Well, today marks 99. Ninety nine. It also marks a morning as per my usual that I woke, worked out, started a load of laundry, watered the flowers, tidied my kitchen putting away just one mug. One water glass from last night and exchanged one towel for a clean one. Empty nest again as he's learning to fly. First week away.
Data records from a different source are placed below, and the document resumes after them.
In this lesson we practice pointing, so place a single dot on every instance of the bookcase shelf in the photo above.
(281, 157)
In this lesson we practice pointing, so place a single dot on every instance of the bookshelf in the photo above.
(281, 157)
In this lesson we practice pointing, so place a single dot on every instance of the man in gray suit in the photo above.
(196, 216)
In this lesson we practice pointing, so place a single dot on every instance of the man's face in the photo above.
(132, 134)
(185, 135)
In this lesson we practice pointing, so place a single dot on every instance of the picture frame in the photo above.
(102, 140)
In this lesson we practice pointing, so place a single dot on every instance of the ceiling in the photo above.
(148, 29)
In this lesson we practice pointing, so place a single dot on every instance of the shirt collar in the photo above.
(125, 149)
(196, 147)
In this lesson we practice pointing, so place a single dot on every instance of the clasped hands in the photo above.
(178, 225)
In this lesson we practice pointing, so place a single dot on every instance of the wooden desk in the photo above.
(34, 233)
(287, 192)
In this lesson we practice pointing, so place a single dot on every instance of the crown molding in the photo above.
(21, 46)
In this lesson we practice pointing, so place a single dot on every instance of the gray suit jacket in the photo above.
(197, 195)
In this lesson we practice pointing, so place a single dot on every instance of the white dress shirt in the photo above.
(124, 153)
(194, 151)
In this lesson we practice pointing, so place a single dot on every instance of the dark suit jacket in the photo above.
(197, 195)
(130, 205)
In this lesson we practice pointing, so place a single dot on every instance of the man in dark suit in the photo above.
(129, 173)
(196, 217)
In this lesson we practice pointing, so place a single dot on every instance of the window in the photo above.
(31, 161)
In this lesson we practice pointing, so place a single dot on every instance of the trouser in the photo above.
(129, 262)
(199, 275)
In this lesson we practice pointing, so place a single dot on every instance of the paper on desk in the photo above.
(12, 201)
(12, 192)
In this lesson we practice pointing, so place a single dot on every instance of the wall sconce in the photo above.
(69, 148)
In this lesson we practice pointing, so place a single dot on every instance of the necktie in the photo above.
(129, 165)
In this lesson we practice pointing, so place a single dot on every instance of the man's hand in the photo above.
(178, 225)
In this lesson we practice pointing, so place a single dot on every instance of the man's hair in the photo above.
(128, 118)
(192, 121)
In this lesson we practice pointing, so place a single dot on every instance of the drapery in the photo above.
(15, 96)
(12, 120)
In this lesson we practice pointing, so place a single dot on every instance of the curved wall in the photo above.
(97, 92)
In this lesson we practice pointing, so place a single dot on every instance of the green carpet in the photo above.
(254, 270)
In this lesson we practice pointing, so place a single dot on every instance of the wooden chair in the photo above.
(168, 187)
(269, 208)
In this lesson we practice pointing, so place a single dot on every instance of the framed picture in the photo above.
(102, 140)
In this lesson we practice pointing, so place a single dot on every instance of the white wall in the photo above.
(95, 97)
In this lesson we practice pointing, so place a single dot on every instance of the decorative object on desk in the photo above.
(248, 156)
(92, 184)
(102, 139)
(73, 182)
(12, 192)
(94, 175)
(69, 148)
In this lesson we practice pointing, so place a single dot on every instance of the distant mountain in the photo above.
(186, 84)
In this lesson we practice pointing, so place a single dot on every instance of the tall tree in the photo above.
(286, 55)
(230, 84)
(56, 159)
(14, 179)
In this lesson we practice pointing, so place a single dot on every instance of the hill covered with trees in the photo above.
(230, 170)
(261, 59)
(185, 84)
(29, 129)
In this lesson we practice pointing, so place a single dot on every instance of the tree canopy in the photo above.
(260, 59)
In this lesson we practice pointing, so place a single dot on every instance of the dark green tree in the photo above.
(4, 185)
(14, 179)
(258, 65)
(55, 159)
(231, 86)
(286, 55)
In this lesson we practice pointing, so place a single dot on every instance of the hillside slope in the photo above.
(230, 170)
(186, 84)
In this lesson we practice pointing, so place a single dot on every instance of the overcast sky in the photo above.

I never got a call or text from Kris last night that he wasn't quite feeling well. His tummy. His mouth. A little rash under his underarm. And he had puked. Along with chills.
He called me this morning. A lab/doc day that I am pulling myself away from because he's doing very well. I have little whispers from family and friends that say..."let em go" and "he's doing so good"-
Deep down in the mama blood that flows from me, that is hard. Very very hard. As a matter of fact, I just mentioned how I have this sick feeling that any minute I'll get a call...and start the drill. And so you know, I want to be with him through each visit. Navigating each doctor. Each nurse. Taking my notes.
He also mentioned to me that the bump on his leg seems bigger. Mentioning a fear of the leukemia returning. I was on my way into work and instantly I felt like pooping. My stomach, body, heart, blood pressure..EVERYTHING...fries like a short circuit. I got cold. Than instantly began to run down my normal talk about...."honey you know the Sprycel, and the antibiotics along with decreasing the tummy GVHD meds are probably messing with it all. My gut said...[His counts]. I've had this messed up relationship with platelets.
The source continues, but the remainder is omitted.